While most Venezuelan migrants traveled by land to neighboring Colombia and Brazil, overcrowded fishing boats sometimes smuggle people into an uncertain future on the neighboring Caribbean islands.

Some women resort to prostitution on their arrival, according to the mother of Merchán, a 44-year-old hairdresser who lives in Trinidad and Tobago, a Caribbean country for two years.

In addition to Merchán and his companion, fishermen from Güiria managed to rescue seven other survivors and found the bodies of a 16-year-old man and a teenager. Twenty-three other people are still missing after the worst maritime tragedy in Venezuela for several years.

Still under the shock of the 24 hours of anguish that went by without knowing the fate of her daughter, Garcia used a phrase to describe the tremendous relief she felt when Merchan's husband was called to tell him that the eldest of his three daughters was alive. . “ He turned my soul to my body“ when he heard the news, he said.

Merchán, her husband, arrived at the island of Patos the day after the sinking and brought it back, thanks to the help of a fisherman who put his little boat in search of survivors.

Merchán is still hospitalized in a hospital in Güiria, following burns in the leg caused by the fuel of the boat that caught fire and by severe eye irritation that prevents him from seeing clearly and oblige to wear glbades permanently. protect yourself from the sun.

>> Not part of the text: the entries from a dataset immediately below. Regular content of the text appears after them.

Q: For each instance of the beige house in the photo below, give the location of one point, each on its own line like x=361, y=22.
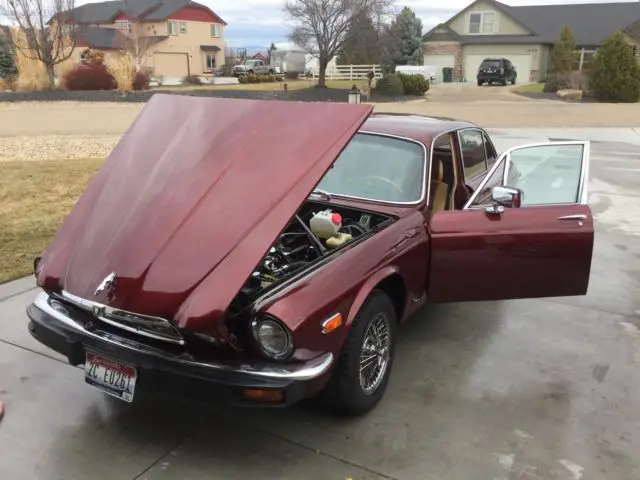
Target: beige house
x=169, y=38
x=523, y=35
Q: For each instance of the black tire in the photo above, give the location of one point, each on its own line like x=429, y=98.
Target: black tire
x=344, y=393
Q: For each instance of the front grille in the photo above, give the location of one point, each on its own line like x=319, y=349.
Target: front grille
x=145, y=325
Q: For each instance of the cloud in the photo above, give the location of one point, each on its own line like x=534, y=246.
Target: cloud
x=257, y=23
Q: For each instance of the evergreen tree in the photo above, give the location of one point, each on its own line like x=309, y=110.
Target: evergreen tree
x=361, y=43
x=561, y=61
x=402, y=41
x=408, y=29
x=7, y=62
x=614, y=73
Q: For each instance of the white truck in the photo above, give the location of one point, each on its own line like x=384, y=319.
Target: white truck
x=288, y=61
x=251, y=67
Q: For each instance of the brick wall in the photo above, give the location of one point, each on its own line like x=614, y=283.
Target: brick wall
x=448, y=48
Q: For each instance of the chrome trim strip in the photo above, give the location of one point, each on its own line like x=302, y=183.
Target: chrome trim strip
x=573, y=217
x=423, y=194
x=584, y=172
x=142, y=320
x=297, y=372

To date, the Venezuelan authorities have not commented on the sinking, which is the second in the country in less than two years.

In January 2018, some 20 Venezuelans would be aboard the sinking of a small boat off the Caribbean island of Curacao. In fact, at least four of the occupants perished. The boat sailed illegally for Curacao and sank after hitting rocks near the entrance to a lagoon.

According to United Nations estimates, more than three million Venezuelans have fled the country in recent years to flee the crisis.

When asked if he felt that the girl would try again to escape by sea to Trinidad and Tobago, Garcia insisted, "I do not think my daughter will want to come back after what she has lived.